In view of these results, the circuit can be protected by intentionally cooling/heating it if the chosen operating temperature range lies in the less vulnerable area. In this regard, it is necessary to evaluate the selected proposal to detect window vulnerability.
VII. CONCLUSION AND FUTURE WORK
This paper has presented a methodology for improving the DPDN of differential logic gates used in cryptographic applications. Two new mechanisms were presented to remove charge in the pull-down of a differential gate and eliminate the memory effect. Both of them-the single-switch solution and the doubleswitch solution-can be used in any differential structure for security applications. Using our configuration, the DPA-resistance of the gate was improved, with minimum performance degradation.
The applicability of the proposed methodology was demonstrated by designing the two-input AND/NAND and XOR/XNOR gates. In a first phase of design, two metrics-NED and NSD-were used to quantify the potential DPA-resistance of the proposed gates. Using the results of the single gate simulations shown in Table V , we were able to choose the best proposal for the AND/NAND gate (single-switch solution) and the XOR/XNOR gate (double-switch solution) for further analysis. As can be seen, neither power degradation nor delay were significant, making the proposals suitable for use in low power applications.
To evaluate the DPA-resistance of the proposed gates, part of a cryptographic algorithm was developed: the Sbox9 of the Kasumi algorithm. Sbox9 was designed with three different strategies: 1) CMOS gates, 2) classic SABL gates, and 3) the proposed AND/NAND (P) and XOR/XNOR SABL (2P) gates. After simulating DPA attacks, we obtained the following results (as expected): the CMOS logic is not suitable for cryptographic applications, the classic SABL Sbox9 is more resistant to DPA attacks than the CMOS variant, but is considerably more vulnerable than our proposal. The DPA attacks showed that our proposal increases DPA-resistance by much more than one order of magnitude with respect to the classic SABL Sbox9.
A new study was carried out to determine security variation in cryptosystems when a DPA attack is performed under temperature variations. To detect the security flaws caused by temperature variations, DPA attacks at different temperatures were simulated for Sbox9 CMOS, SABL classic and proposal. The results obtained indicated that CMOS circuits were vulnerable regardless of temperature, but in the case of classic SABL Sbox9, cryptocircuits operating at temperatures lower than 10 C are extremely more secure. Cooling the circuit intentionally can therefore help to protect the circuit against DPA attacks. No results are shown for the DPA attack with temperature variations on the proposed Sbox9 with the enhanced AND/NAND and XOR/XNOR SABL gates, because the proposals offer maximum security for all the temperatures selected (the keys are not retrieved).
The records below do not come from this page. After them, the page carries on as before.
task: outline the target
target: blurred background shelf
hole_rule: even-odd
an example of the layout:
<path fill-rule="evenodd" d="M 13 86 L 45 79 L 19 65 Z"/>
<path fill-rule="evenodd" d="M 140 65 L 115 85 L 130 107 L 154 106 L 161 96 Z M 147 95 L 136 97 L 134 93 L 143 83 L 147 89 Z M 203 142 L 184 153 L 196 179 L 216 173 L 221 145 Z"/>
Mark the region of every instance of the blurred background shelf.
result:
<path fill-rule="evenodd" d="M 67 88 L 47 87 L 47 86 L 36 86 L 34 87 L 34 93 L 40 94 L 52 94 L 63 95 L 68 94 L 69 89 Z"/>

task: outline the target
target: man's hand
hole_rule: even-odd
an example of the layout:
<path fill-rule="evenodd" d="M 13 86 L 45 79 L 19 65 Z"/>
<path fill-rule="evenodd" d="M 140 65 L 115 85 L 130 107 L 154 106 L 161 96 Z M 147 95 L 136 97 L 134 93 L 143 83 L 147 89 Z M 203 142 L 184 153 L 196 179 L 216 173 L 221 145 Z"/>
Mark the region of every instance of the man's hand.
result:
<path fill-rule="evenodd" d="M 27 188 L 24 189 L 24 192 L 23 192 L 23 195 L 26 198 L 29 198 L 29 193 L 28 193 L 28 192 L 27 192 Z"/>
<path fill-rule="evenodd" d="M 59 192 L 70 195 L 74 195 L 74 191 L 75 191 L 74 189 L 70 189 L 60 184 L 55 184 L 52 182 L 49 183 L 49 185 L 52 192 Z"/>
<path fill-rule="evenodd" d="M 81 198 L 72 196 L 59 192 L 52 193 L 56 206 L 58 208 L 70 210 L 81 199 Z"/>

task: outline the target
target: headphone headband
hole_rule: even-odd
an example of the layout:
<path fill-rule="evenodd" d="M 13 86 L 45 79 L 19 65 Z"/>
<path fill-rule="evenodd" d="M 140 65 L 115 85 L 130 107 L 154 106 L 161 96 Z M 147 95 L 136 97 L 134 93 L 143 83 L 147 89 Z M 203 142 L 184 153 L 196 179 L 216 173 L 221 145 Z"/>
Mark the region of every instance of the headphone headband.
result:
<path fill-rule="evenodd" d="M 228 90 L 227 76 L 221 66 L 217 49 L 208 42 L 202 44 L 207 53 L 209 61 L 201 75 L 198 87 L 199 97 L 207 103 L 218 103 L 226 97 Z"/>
As future work, the implementation of different Sboxes and block-or stream-cipher is going to be considered to apply the proposed methodology. The comparison with other strategies, not necessarily based on full-custom solutions, will enable the right selection of the best proposals for secure cryptosistems. In such comparisons, PVT variations, interconnects, and nonsymmetric layouts will take an important role. Finally, a thermalaware mechanism to on-chip temperature sensing and able to cool/heat the cryptoprocessor will be developed, in order to dynamically operate in the most secure temperature.